И вот, сходя со ступенек университета, охваченная волною прохладного весеннего ветра, от которого у нее расширялись тонкие нервные ноздри и грудь дышала широко и свободно, Аглая решилась…

На другой же день она отправилась в дом, где жил Карпов.

Ей трудно было приступить к делу, и она вся так и запылала, спросив у заведующего домом:

– Что, Карпов записи принимает?

Заведующий невольно улыбнулся и ответил:

– Да, принимает, по средам от двух до трех.

До следующей среды оставалось четыре дня, и Аглая провела их как в лихорадке, и сотни раз решала не идти вовсе, и снова перерешала.
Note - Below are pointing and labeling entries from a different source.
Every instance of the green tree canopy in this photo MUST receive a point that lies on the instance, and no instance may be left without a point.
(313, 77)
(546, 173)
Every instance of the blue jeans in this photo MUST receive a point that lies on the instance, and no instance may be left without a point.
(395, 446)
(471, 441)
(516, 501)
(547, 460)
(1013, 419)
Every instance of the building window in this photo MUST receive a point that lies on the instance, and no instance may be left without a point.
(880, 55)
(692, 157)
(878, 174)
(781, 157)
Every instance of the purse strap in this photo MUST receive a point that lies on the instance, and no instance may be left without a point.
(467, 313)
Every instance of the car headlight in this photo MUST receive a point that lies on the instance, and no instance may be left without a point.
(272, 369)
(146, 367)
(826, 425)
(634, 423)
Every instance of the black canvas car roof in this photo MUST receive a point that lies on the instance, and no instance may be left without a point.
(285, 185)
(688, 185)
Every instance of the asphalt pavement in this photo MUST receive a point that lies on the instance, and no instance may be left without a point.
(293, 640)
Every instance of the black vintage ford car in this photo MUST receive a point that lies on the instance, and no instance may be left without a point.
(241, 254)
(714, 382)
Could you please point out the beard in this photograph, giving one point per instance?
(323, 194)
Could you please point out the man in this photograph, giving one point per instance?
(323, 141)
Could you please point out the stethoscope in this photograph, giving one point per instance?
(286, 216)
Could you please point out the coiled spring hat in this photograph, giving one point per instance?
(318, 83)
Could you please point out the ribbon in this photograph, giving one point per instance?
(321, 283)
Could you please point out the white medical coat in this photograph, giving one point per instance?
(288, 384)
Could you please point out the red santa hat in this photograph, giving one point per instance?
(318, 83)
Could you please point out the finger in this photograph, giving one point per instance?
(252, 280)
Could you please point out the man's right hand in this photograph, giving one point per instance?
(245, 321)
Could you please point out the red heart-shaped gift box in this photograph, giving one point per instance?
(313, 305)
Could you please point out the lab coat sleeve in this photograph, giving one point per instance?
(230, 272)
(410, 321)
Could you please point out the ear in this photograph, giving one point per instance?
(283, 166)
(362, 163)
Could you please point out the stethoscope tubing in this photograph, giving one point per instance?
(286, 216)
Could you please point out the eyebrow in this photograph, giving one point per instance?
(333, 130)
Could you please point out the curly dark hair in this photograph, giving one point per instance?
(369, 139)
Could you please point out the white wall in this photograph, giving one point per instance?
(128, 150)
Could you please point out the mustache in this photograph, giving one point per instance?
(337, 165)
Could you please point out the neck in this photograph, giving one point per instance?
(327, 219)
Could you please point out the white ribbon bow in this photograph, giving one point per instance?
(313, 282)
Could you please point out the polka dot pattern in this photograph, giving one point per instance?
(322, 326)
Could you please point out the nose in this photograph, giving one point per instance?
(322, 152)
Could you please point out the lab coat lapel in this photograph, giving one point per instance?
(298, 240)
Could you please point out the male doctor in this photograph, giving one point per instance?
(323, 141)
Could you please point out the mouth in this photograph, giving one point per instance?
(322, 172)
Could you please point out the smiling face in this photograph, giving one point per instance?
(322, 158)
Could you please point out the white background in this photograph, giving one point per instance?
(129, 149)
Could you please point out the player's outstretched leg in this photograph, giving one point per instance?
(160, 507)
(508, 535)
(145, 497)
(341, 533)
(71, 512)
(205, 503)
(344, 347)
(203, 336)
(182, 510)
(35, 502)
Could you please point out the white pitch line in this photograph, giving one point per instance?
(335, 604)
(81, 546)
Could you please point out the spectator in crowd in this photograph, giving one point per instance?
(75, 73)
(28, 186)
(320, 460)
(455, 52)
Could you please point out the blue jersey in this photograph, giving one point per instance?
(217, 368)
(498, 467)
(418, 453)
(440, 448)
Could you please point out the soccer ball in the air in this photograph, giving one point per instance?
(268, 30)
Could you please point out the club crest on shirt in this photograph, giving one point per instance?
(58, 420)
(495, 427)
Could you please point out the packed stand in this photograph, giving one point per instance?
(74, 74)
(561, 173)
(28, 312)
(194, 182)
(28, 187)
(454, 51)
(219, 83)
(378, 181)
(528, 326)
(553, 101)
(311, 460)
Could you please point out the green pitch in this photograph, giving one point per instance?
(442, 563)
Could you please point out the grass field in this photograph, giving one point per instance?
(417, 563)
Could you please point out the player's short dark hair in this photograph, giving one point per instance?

За пять минут до того, как ей выйти из своей комнаты, она не знала еще наверное, пойдет ли.

Но она пошла.

В комнате, светлой, но заставленной цветами, сидело уже больше двадцати женщин и девушек, и каждую минуту прибывали все новые. Некоторые, видимо, были смущены и сидели, опустив глаза и сложив руки; другие разговаривали вполголоса. Комната наполнялась, и казалось, что в ней не хватит места, чтобы принять всех желающих записаться у восходящего светила. А они все шли и шли, и каждую минуту подъемная машина выпускала их на площадку по одной, по две и по три.

Около половины третьего вышел в мягком домашнем костюме и в мягких туфлях Карпов. Женщины уже избаловали его, но сегодняшним наплывом он был, по-видимому, все-таки смущен и остановился в замешательстве.